By Andria Cheng
NEW YORK--Discounter Wal-Mart Stores Inc. (WMT) isn't the only
company taking steps to buy more goods made in America.
It's also on the minds of luxury and upscale retailers and
brands.
With the industry under pressure to respond quickly to fashion
trends and seeking to shorten the period between designing a
product and getting it on store shelves, there's a growing appeal
to buying U.S.-made products, retailers said.
Meanwhile, increased labor costs in markets such as China, high
import duties, fluctuating currency exchange rates and uncertainty
over volatile fuel costs make manufacturing in the U.S. more
attractive. Add in questions about quality and recent evidence that
worker conditions in some countries remain unsafe and the result is
that more and more companies have started to look seriously at
buying more domestically manufactured goods.
"There are opportunities to test products" made in America, said
Brooks Brothers Chief Executive Claudio Del Vecchio, in an
interview, adding the percentage of the apparel retailer's
made-in-the-U.S. stock as part of the total has increased. "It's
part of our culture to support American manufacturing. We like to
buy from America."
Brooks Brothers, which makes 70% of its suits in a Massachusetts
factory, all of its ties in New York and 15% of its shirts in North
Carolina, is also looking at increasing the manufacturing of its
men's shoes and accessories in the U.S., he said. The company's
website has a section that touts only Made in America products.
With the sputtering U.S. job growth rate, the industry, at the
National Retail Federation's annual convention earlier this week,
called for its members to do their part to support U.S. jobs.

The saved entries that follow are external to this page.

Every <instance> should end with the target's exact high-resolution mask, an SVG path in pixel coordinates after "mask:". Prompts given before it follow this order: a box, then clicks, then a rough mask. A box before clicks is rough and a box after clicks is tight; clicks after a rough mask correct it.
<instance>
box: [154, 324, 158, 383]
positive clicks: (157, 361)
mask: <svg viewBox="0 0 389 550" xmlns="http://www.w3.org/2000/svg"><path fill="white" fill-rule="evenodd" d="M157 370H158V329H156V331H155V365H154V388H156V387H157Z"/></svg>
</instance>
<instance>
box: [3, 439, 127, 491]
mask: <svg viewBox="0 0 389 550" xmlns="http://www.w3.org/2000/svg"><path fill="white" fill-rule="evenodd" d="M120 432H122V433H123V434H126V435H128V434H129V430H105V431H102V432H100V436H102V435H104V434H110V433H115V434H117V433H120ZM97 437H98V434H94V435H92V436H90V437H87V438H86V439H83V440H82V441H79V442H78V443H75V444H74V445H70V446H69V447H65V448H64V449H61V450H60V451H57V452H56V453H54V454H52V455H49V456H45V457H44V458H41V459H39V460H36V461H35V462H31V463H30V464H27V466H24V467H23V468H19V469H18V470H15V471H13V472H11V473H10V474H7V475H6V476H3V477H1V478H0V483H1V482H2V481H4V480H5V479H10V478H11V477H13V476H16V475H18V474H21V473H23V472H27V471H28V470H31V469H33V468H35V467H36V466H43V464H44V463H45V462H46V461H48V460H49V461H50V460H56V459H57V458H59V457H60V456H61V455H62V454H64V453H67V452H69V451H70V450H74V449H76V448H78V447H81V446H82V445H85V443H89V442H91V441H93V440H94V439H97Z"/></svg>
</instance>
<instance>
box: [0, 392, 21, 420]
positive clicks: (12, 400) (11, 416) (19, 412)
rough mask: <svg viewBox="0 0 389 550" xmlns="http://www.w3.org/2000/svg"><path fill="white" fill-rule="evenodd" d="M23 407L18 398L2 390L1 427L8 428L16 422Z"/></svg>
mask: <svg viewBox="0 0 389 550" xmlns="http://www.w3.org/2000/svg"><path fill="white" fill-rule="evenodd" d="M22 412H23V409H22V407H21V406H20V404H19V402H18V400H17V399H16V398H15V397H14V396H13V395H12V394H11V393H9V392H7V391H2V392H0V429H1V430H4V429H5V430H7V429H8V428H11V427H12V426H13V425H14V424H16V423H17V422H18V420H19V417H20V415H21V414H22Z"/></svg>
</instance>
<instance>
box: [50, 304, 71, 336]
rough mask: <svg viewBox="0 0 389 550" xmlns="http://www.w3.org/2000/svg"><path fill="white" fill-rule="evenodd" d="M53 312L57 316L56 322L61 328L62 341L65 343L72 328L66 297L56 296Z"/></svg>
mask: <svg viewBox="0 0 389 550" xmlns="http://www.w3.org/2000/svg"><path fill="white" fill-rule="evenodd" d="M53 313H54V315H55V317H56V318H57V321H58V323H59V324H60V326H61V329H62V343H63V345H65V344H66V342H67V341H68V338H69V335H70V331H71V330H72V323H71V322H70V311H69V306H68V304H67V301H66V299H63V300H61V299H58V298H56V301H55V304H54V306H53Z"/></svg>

Walmart (WMT) U.S. CEO Bill Simon, in a keynote speech at NRF, said
the retail giant is buying an additional $50 billion U.S.-made
products over the next 10 years. It plans to do this by increasing
orders for things such as paper and sporting goods it already buys
domestically but also by helping to bring back production textiles,
furniture and higher-end appliances.
U.S. Made at a Profit
At luxury retailer Saks Inc. (SKS), Chief Executive Steve Sadove
said while its customers of traditional European luxury labels care
more about the brands and their quality and workmanship, the
company also has been increasing domestic sourcing in its
"contemporary brands," which usually refers to brands that are
considered younger and hipper and carry a more affordable price
tag.
"We are seeing a resurgence in "Made in America" in
contemporary" brands, Sadove said in an interview. "We are
increasing sourcing there because you can get replenishment much
more easily (through) supply chain in America."
In a Brunswick Group survey of more than 200 U.S.-based
investors interested in the luxury sector, 80% of them said the
reputational risk associated with offshore manufacturing is
beginning to offset the savings for luxury goods manufacturers.
"A lot of our (luxury) clients talk about bringing sourcing back
home," said Susan Gilchrist, group chief executive at
communications firm Brunswick Group, at a Financial Times Business
of Luxury panel Thursday. "It's not just about publicity. The
actual (cost) differential gap is really closing."
Marcus Wainwright, head designer for the contemporary apparel
label Rag & Bone, said more than 60% of its products are made
in the U.S.--and at a profit.
"To have flexibility and nimbleness is incredible in the U.S.,"
he said at the presentation. "There's something intangible and
valuable. It's more about craftsmanship and authenticity than
margin and profit."
At designer house Vera Wang, high-end wedding gowns are also
made in America.
"It's almost impossible to do the dress elsewhere," said Mario
Grauso, president of Vera Wang at the panel. "We have 12 weeks to
deliver the dress. We don't want to disappoint the bride. Our
high-end customers care where it's made."
Lingerie maker Cosabella, which makes 99% of the lingerie and
sleepwear it sells at retailers including Saks, Macy's Inc.'s (M)
Bloomingdale's and Nordstrom Inc. (JWN) in Italy, is considering
making investments to have its products made in the U.S.
"The opportunity of coming to the U.S. is attractive," Guido
Campello, vice president of sales, branding and innovation, said,
adding as a second-generation Italian American, his heritage is
part of the reason behind the desire to do domestic sourcing.
"Oversight is easier. When you have to go to Italy and China, you
lose three or four days and that costs money. There's awesome
potential."
Moving some of the production to the U.S. could save him
currency fluctuation headaches with the euro, he said.
The company, which in February will begin to sell its
lower-priced line Cosabella Amore at JC Penney (JCP), is now able
to look at domestic sourcing more seriously because of the
commitment from the midprice department store chain for the Amore
brand to ship to Penney's 527 stores, he said, adding it would now
make more sense to invest in machines and other infrastructure.
"It will give us some production leverage," he said in an
interview.
However, manufacturing in the U.S. isn't without its
challenges.
Campello, for instance, said sophisticated lingerie machines no
longer exist here while Wainwright at Rag & Bone said it's been
hard for the company to find seamstresses and young workers
interested in apparel manufacturing as a career choice.
"The skills have kind of disappeared," Wainwright said.